The series of events taking place in Paris right now is entirely predictable, but it is still frightening. In response to the coordinated attacks on Paris a week and a half ago, the French government has declared a temporary state of emergency and suspended many basic liberties. This write-up at Yahoo news offers a good summary of the situation so far:
Few Dissenting Voices as France Curbs Rights After Massacre
The French government has essentially assumed very broad policing powers. The net result appears to be that they can seize property and restrict freedom based on mere suspicion rather than proof. Additionally, the evidentiary standard for conducting searches appears to have been reduced considerably. Some of the highlights of the anti-terror activity so far include the following:
- Raiding 793 residences and arresting 90 people
- Placing 164 people under house arrest
- Seizing weapons, money, and drugs from some of the above suspects
Asking what drugs have to do with combating terrorism is an obvious question. And the most likely answer is that these extraordinary additional powers are already being used for general law enforcement activities. But perhaps more important, is the virtual certainty that some of the people targeted by these raids and/or placed under house arrest are innocent. Either France is swarming with terrorists, or this is a frantic crackdown that is casting a broad net out of fear. The latter is clearly more likely. But of course, this is why we have standards and due process before depriving people of their liberty, to avoid unduly affecting innocent people. But under a state of emergency, such considerations are null and void.

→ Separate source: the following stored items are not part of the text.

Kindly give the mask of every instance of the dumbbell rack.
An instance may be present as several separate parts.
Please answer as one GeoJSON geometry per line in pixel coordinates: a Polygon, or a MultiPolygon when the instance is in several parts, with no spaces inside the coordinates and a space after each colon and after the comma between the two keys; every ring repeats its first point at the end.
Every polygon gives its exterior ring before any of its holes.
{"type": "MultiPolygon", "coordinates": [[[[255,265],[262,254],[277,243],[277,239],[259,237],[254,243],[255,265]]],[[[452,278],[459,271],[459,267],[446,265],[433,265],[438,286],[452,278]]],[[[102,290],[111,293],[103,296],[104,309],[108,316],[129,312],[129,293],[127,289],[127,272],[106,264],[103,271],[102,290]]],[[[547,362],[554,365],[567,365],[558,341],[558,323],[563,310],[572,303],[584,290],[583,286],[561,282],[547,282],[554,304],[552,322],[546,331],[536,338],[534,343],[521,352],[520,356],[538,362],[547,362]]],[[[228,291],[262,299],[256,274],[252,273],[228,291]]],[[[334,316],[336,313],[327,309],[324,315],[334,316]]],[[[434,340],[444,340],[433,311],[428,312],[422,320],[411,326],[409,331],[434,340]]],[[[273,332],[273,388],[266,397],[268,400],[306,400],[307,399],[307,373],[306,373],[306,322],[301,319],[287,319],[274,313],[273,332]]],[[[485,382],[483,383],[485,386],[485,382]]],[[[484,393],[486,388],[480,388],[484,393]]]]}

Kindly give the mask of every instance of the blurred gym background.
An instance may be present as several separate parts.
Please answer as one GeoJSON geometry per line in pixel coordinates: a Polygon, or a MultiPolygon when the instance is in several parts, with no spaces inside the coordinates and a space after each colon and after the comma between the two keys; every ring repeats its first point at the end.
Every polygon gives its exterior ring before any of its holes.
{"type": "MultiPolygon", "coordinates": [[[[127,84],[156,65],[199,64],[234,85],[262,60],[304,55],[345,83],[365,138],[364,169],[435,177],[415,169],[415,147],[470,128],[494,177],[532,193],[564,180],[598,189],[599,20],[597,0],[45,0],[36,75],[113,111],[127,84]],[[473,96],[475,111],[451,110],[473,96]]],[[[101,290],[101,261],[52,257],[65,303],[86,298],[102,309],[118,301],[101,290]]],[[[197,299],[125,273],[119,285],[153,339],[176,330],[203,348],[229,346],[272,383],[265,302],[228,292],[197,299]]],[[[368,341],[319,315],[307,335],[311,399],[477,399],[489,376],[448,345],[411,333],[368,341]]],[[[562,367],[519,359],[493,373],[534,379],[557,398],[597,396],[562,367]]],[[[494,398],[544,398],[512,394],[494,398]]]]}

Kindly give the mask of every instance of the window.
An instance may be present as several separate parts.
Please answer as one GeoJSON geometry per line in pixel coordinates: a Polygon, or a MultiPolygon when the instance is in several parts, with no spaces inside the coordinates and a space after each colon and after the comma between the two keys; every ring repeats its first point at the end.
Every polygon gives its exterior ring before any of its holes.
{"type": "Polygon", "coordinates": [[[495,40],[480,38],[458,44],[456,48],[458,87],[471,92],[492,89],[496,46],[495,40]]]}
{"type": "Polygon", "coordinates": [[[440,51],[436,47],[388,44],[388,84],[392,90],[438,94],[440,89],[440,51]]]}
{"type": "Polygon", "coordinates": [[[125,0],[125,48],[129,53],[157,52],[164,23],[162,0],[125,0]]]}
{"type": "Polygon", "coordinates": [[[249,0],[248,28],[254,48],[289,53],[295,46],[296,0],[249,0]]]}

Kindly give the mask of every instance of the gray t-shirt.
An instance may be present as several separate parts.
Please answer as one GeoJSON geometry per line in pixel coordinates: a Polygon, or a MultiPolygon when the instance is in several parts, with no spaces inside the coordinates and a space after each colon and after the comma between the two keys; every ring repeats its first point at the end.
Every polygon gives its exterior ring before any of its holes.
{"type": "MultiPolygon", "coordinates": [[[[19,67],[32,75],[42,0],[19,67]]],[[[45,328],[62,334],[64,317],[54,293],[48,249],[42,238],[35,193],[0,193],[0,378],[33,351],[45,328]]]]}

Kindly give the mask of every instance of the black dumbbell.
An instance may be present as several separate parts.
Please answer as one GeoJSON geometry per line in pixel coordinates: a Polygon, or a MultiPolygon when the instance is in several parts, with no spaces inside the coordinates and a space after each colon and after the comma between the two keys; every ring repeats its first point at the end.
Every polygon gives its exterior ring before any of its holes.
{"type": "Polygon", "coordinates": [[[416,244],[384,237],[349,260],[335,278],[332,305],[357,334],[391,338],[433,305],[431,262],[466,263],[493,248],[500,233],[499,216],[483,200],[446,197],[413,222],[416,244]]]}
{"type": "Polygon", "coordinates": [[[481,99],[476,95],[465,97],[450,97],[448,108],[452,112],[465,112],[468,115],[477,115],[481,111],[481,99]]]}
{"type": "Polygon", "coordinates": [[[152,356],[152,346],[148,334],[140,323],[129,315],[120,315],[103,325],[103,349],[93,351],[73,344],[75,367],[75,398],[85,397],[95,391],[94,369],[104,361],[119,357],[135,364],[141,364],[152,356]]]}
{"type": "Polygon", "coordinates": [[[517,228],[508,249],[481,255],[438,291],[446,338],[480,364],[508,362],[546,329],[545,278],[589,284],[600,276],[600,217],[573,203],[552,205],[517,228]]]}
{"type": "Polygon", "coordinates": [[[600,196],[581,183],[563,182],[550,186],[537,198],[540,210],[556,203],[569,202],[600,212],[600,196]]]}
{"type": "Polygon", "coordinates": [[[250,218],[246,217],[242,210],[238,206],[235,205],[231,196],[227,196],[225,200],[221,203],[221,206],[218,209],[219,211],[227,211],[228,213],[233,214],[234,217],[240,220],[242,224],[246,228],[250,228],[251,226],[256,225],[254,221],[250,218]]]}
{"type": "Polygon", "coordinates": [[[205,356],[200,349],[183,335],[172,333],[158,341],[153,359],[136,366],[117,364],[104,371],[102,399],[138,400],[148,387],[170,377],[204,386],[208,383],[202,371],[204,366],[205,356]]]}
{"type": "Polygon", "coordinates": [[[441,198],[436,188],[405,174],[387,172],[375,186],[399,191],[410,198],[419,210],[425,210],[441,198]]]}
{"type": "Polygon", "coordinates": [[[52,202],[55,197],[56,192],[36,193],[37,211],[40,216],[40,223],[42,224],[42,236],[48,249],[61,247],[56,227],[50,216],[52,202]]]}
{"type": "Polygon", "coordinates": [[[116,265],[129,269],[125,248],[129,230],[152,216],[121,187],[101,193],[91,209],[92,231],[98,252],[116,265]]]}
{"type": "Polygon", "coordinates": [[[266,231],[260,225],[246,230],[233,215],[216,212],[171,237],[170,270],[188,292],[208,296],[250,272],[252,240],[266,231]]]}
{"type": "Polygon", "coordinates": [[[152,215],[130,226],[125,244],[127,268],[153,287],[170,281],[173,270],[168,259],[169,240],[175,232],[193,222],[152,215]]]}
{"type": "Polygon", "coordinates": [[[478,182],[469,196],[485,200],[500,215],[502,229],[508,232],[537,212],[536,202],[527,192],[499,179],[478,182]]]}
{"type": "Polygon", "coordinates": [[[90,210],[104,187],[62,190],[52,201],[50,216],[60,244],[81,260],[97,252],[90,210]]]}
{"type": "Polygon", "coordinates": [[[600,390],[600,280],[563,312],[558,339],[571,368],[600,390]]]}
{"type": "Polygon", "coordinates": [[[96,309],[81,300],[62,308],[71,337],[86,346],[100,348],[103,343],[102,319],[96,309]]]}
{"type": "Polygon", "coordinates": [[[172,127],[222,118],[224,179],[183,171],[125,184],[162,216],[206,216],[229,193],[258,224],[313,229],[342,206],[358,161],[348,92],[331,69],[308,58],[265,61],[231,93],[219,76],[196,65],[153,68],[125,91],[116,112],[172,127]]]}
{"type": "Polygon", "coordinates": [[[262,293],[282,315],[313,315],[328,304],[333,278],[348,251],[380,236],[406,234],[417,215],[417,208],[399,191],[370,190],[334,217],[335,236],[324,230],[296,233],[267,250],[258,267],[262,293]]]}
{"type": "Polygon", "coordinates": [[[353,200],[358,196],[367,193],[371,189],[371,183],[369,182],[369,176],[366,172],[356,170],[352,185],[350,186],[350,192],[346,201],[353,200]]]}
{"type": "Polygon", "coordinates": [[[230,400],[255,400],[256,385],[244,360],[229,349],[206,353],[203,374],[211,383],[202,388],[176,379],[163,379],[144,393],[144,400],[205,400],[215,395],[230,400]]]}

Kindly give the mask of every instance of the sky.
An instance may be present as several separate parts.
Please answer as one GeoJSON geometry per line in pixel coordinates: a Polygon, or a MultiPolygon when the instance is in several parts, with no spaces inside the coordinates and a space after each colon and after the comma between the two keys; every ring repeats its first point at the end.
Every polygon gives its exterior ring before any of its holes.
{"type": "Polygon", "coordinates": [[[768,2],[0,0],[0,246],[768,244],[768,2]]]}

Perhaps most alarming of all is that French officials are citing their equivalent of the bill of rights–namely the Declaration of the Rights of Man–to justify depriving people of those very rights. In the words of Prime Minister Manuel Valls, “Security is the first of all freedoms.” And it therefore would appear to follow that actions done to protect that alleged first freedom, and inherently justified. The French government is suspending the people’s rights to save them. How very noble.
As for what this looks like in practice, French police recently violently suppressed a pro-refugee protest. The State of Emergency instituted a suspension on freedom of assembly, and the police were enforcing it.
The crackdown on civil liberties in France is a real world example of the age-old debate between liberty and security. Most of the French people and the French government certainly seem willing to make the trade for increased security. But the long-term consequences are unclear. If you prevent people from going about their daily life, as occurred recently in Brussels,
you can probably prevent them from experiencing a terror attack. But would that mean that we should stay in our homes at all time. What is the appropriate trade-off and who should decide that balance? These are the questions raised by the Paris attacks. And the trend so far appears to have a significant bias towards security.
Ultimately, ISIS is not nearly strong enough to pose a meaningful threat to the French people. They may be able to inspire one-off atrocities, but that is it. A few murderous people on a rampage cannot possibly destroy a society. But a government that is completely willing to suspend the most basic liberties in response, well, that is a threat that merits far more attention.